Zvukovik & Nullpath
Zvukovik Zvukovik
Hey, I’ve been tinkering with an adaptive quantization codec that keeps the midrange sharp while cutting bandwidth. I’m curious how you’d design a distributed system to stream that audio in real‑time without any noticeable latency.
Nullpath Nullpath
To keep latency negligible, split the stream into micro‑chunks, say 10 ms frames. Run the codec on a lightweight worker that pulls a frame, quantizes, and pushes it to a zero‑MQ broker. On the receiver, a single thread dequeues, decodes, and feeds a low‑latency audio buffer. Use UDP for transport, add sequence numbers, and drop stale packets. Keep the network close to the edge; if you need redundancy, have a second broker mirror the stream but only activate it if packet loss exceeds 1 %. That way you get adaptive quality and instant delivery.
Zvukovik Zvukovik
Sounds solid, but 10 ms frames is still a bit chunky for high‑fidelity audio; you’ll hear the blockiness if the codec hiccups. Consider 2–3 ms windows and a more robust jitter buffer. Also, UDP + zero‑MQ is fine, but the broker itself can become a bottleneck—maybe use a ring‑buffer shared memory if the nodes are on the same host. And dropping packets silently will break the perceptual quality; a lightweight forward error correction would be better than just killing the frame.

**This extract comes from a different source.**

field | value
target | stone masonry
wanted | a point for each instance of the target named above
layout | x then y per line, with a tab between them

The idea of a secondary broker is clever, but make sure the handover doesn’t introduce any sync drift.
Nullpath Nullpath
Got the points. Move to 3 ms frames, keep a 30 ms jitter buffer, and swap to a shared‑memory ring if the nodes share a host. Use Reed‑Solomon FEC over each block to recover silent losses instead of dropping them. For the failover broker, lock the sequence space and stamp the stream with a monotonic timestamp; when the backup takes over, sync on that timestamp to keep drift to zero. That should keep blockiness invisible and the latency tight.